In its two-game skid against Michigan and Ohio State, Maryland women’s basketball found itself on the wrong side of the longball: giving up a plethora of three-pointers.
Two players in particular, Wolverine Maddie Nolan and former Terp and current Buckeye Taylor Mikesell, torched Maryland. Nolan scored 21 points, all coming from seven three-pointers, while Mikesell erupted with 33 points, 15 of which came from threes.
Again and again, these players found themselves with enough space to get off clean shots. They burned a Terps defense that consistently lost track of shooters to disastrous consequences.
After facing Ohio State and Michigan, the No. 1 and No. 7 ranked Big Ten teams in three-point percentage, respectively, Maryland received an opportunity to put the defensive lessons they learned from those losses against a less explosive Northwestern squad. The Wildcats rank No. 13 in the Big Ten in three-point shooting at 30.4 percent, and the Terps capitalized on their shooting woes. They forced Northwestern into a dismal 5-of-20 performance from behind the arc.
“Big emphasis. It’s an area that we have to improve defensively,” coach Brenda Frese said about her team’s three-point defense. “ A credit to the team, I thought they did a great job really locking in.”

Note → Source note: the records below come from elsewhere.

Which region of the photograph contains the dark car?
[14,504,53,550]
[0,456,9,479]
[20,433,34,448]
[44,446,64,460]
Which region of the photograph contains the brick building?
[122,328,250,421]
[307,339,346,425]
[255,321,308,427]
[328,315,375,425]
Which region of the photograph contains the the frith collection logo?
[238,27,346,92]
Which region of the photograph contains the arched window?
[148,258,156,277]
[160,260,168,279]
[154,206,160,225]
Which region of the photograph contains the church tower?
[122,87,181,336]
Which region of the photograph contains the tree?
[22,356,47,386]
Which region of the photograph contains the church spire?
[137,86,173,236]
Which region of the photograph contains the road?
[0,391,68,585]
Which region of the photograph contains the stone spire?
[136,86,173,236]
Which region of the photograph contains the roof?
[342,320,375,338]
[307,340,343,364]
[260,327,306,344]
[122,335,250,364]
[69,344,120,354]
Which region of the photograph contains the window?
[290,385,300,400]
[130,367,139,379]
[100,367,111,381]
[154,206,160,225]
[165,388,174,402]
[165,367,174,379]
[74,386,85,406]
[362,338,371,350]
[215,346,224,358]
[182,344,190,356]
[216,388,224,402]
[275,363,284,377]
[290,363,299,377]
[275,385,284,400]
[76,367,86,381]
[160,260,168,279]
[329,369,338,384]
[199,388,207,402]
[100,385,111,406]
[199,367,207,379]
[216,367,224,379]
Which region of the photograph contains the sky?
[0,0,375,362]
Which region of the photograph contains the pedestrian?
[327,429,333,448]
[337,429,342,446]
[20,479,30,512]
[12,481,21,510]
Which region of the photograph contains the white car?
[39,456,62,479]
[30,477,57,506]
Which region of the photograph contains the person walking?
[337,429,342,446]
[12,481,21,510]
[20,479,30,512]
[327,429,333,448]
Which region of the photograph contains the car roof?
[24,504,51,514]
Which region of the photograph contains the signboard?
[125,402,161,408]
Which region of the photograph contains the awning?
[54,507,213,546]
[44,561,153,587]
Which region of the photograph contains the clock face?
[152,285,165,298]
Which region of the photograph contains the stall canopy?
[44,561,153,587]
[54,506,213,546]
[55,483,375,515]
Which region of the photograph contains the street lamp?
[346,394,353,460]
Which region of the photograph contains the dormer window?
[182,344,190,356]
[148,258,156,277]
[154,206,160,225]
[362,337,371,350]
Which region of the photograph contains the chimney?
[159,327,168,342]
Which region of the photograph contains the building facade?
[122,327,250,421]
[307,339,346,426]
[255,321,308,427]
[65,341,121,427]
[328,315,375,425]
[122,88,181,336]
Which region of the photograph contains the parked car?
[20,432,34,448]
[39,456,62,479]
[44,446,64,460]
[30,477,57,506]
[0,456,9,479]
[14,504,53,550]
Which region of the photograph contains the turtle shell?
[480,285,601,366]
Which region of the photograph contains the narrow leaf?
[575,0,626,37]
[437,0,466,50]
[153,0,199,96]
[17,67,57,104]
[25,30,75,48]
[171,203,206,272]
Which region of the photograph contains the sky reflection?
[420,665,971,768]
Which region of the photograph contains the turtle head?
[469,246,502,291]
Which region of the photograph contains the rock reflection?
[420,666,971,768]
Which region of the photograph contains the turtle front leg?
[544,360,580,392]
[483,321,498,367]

Even Northwestern’s best shooters struggled. Laya Hartman leads the team in three-point percentage at a scorching 45.2 percent clip, and Veronica Burton shoots threes at the highest volume for the Wildcats, making a solid 34.2 percent of her outside shots. Combined, those two players went 3-of-11 from deep.
The Terps played their “one” look on defense, a matchup 1-2-2 zone defense that packs the paint and prevents inside shots. While the scheme doesn’t concede outside shots to the offense, it does, at times, invite the offense to step into seemingly open shots that become semi-contested ones quickly.
“We were definitely baiting them to shoot, and they were struggling a little bit from the three-point line,” Shyanne Sellers said. “Now we’re not trying to give them free shots but definitely daring them to take [threes] rather than driving.”
Burton took a catch-and-shoot three-pointer early in the second quarter. She was open, but she was well behind the three-point arc at the top of the key. Sellers jumped up and out, moving forward toward Burton to contest the attempt, which rang off the back of the rim and into a Maryland defender’s arms.
Northwestern coach Joe McKeown felt that his team mostly took the right shots at the time but rushed some threes when better shots were available.
“You got to make them if you’re going to beat Maryland,” McKeown said.
Frese said her team hasn’t played as much of that 1-2-2 zone as they did against Northwestern, and that the Terps did a good job rotating and covering for each other as one cohesive unit.
The team’s practices after the losses to Michigan and Ohio State were filled with discussions about their defense as a whole and their perimeter game. The team talked to resolve issues and to stay on the same page before they stepped on the court for live action.
“It’s just moreso talking to people, telling people where to be and finding a box out when the shot goes up,” Sellers said. “In a zone it’s all about team effort and team communication.”